By Tim Colen.
What can a city with the worst housing affordability in the United States do to make things better, or at least not make them worse? Can cities enact policies that will make housing more affordable for people at risk of being forced out by exorbitant housing prices? These questions frame what is going to be a remarkable real-world experiment in San Francisco that examines the extent to which government policy can fix an affordability crisis. Proposition C, a June ballot measure, aims to double the amount of affordable housing required of private sector housing development.
San Francisco’s population has been growing in recent years, by about 10,000 new residents annually. Meanwhile, the city’s terrible long-term record of housing production has yielded an average of around 1,800 new units per year. Since 2010, as the city’s population grew by 45,000, only 7,500 new housing units have been added. Not long ago, a city leader remarked that “San Francisco is a world-class city, but builds housing like Buffalo or Cleveland.”

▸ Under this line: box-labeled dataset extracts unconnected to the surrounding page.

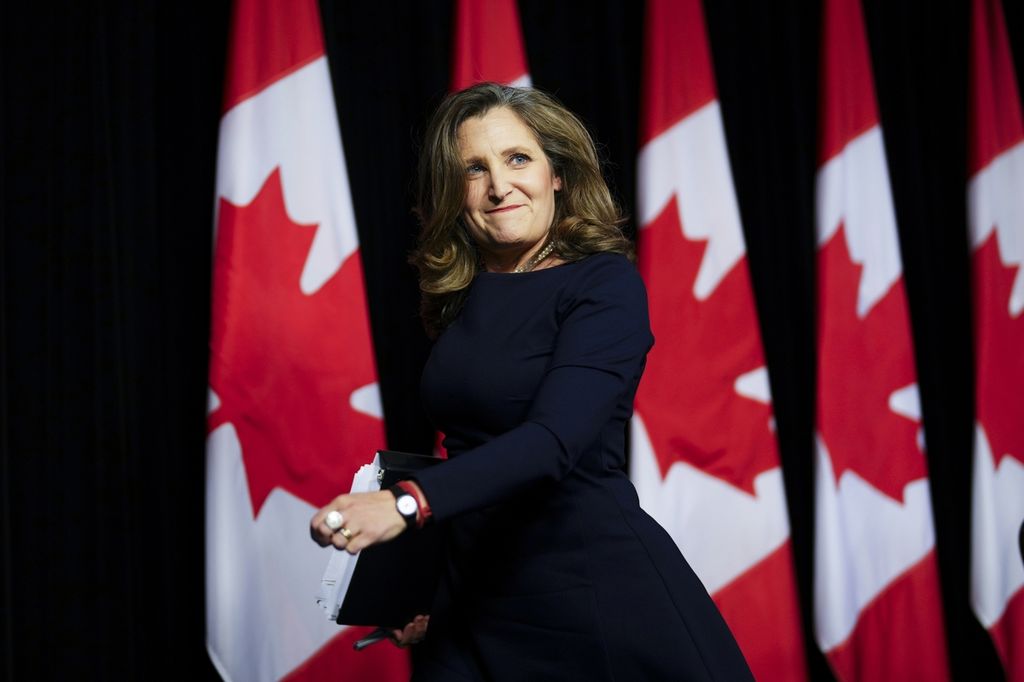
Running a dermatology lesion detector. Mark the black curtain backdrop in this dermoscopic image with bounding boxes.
[6,0,1024,680]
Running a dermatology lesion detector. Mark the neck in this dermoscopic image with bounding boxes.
[483,237,555,272]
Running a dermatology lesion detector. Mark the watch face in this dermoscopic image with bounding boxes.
[397,495,418,516]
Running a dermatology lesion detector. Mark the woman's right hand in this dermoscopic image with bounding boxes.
[391,615,430,648]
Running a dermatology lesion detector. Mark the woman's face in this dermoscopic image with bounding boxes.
[459,109,562,269]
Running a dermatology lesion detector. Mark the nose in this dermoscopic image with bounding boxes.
[487,168,512,205]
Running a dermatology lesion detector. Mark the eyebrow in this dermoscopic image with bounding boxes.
[462,144,534,164]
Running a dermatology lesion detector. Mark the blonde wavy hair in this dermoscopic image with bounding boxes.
[410,83,634,336]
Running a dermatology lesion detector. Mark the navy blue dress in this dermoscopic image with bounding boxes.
[413,254,752,682]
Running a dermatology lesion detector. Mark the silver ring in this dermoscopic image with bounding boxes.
[324,510,345,530]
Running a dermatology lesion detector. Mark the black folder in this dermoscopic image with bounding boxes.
[338,450,444,628]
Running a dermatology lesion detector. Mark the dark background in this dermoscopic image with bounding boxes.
[0,0,1024,680]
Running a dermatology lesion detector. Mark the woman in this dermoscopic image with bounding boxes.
[311,83,751,681]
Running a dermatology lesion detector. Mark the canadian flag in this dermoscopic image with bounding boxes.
[206,0,409,681]
[631,0,806,681]
[452,0,530,91]
[968,0,1024,682]
[814,0,948,682]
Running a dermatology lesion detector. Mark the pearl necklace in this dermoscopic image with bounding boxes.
[512,240,555,272]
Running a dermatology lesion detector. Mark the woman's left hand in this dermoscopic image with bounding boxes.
[309,491,406,554]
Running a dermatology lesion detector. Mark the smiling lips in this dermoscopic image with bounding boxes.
[484,204,523,213]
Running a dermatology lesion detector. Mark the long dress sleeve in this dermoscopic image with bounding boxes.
[417,256,652,520]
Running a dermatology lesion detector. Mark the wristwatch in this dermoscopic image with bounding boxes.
[388,484,420,528]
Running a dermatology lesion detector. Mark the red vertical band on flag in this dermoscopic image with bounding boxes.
[640,2,718,144]
[223,0,324,112]
[818,0,879,163]
[968,0,1024,682]
[631,0,806,682]
[814,0,948,682]
[968,0,1024,175]
[206,0,409,681]
[452,0,529,90]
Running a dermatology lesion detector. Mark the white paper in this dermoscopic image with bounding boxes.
[316,455,381,621]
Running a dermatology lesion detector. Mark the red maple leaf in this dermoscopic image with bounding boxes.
[207,169,384,516]
[637,193,779,495]
[817,225,928,501]
[972,229,1024,466]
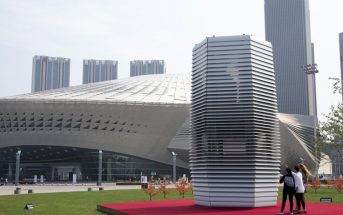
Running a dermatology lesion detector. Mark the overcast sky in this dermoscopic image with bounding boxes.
[0,0,343,119]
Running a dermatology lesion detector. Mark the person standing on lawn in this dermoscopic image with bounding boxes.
[293,166,306,214]
[279,168,295,214]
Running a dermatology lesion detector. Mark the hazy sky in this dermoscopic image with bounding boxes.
[0,0,343,119]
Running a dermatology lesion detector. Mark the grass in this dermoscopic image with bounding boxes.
[278,187,343,204]
[0,187,343,215]
[0,190,192,215]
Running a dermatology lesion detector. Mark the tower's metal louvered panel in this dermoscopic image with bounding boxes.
[190,36,280,207]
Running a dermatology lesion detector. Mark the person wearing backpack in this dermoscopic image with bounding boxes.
[279,168,295,214]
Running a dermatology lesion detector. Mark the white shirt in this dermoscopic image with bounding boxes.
[293,172,305,193]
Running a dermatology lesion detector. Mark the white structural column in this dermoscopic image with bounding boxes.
[190,35,280,207]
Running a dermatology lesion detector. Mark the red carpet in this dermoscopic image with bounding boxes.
[98,199,343,215]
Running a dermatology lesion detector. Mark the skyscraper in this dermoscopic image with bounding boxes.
[190,35,280,207]
[83,60,118,84]
[130,60,166,77]
[31,55,70,92]
[339,32,343,101]
[265,0,316,115]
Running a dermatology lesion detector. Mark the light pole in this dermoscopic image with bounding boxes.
[15,150,21,186]
[304,63,320,171]
[172,152,177,184]
[97,150,102,186]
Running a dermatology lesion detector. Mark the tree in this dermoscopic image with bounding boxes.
[316,78,343,176]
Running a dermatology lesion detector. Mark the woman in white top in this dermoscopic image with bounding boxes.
[294,166,306,214]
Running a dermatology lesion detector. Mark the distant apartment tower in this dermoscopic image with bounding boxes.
[83,60,118,84]
[130,60,166,77]
[31,55,70,92]
[339,32,343,101]
[264,0,317,115]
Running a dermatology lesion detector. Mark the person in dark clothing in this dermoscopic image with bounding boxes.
[279,168,295,214]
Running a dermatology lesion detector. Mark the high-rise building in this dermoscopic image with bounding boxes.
[130,60,166,77]
[339,32,343,101]
[31,55,70,92]
[190,35,280,207]
[83,60,118,84]
[264,0,317,116]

Not a single person would disagree that San Francisco desperately needs more housing affordable to the non-wealthy. However, building housing that’s affordable for those at highest risk of displacement requires enormous economic subsidies since the price a low-income resident can afford to pay is vastly exceeded by its cost of production. The housing subsidies necessary to satisfy the demand have to come from somewhere. Sadly, the federal and state governments, traditional sources of funding, have diminishing interest in supporting affordable housing. Cities are left to solve the problem.

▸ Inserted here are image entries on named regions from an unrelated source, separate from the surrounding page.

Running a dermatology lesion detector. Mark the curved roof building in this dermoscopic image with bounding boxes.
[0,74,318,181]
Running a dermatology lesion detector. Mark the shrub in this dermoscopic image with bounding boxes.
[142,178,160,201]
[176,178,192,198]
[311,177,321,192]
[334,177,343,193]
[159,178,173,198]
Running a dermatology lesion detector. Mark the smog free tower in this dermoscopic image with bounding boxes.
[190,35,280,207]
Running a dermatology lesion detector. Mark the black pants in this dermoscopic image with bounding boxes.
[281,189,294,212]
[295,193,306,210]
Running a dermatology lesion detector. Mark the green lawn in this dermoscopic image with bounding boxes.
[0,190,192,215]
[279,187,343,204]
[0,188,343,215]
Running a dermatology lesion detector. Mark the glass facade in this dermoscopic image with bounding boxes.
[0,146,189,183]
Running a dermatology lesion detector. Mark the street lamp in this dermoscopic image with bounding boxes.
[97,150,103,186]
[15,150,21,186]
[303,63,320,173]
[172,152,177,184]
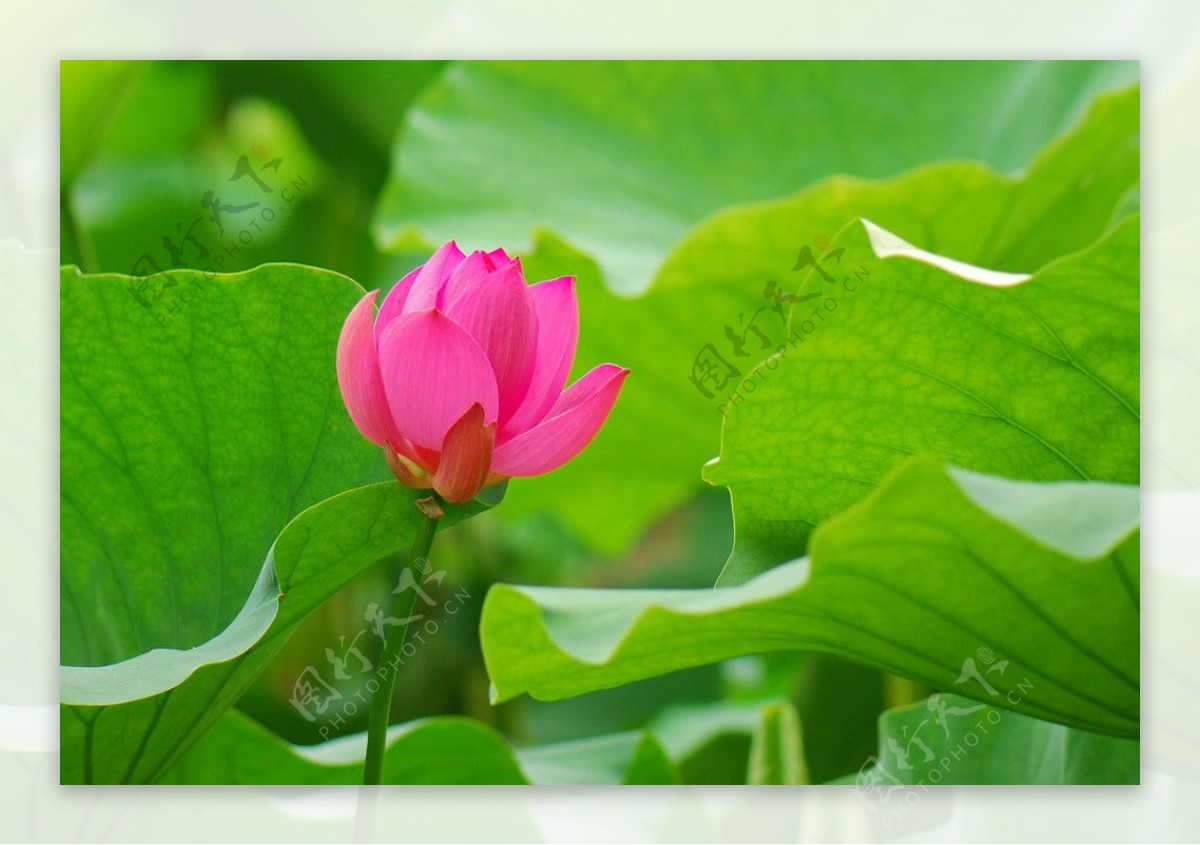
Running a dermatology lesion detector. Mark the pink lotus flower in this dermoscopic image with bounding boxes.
[337,241,629,502]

One of San Francisco’s chief sources of permanently affordable low-income housing is the Inclusionary Housing Ordinance (IHO). It was first passed in 2002, amended a few times since, and is the subject of Prop C. The IHO mandates that when a private developer builds a new market-rate residential project, he or she must “include” a certain percentage of subsidized, below-market-rate homes in it. Currently, a large part of the city’s affordable housing is paid for by market-rate development.
The irony is that the intensity of the fight over affordability is inversely related to the amount of housing the IHO actually produces, which is not very much. Proponents of Prop C note that, from 2002 until 2014, the IHO built about 2,000 low-income homes. Certainly nothing to sneeze at, but, that’s an average of 142 homes annually, a tiny fraction of what is actually needed. Another feature of the IHO is that it’s targeted almost exclusively for low-income residents, defined as a family of four earning under $62,000 annually. Little to none is built for middle-income residents who actually have far fewer subsidized housing options. We’re in a protracted war over a miniscule benefit. If anything, the IHO illustrates the huge dilemma we face: None of our solutions for subsidized housing scale to the enormity of the problem. We need more solutions, and fast.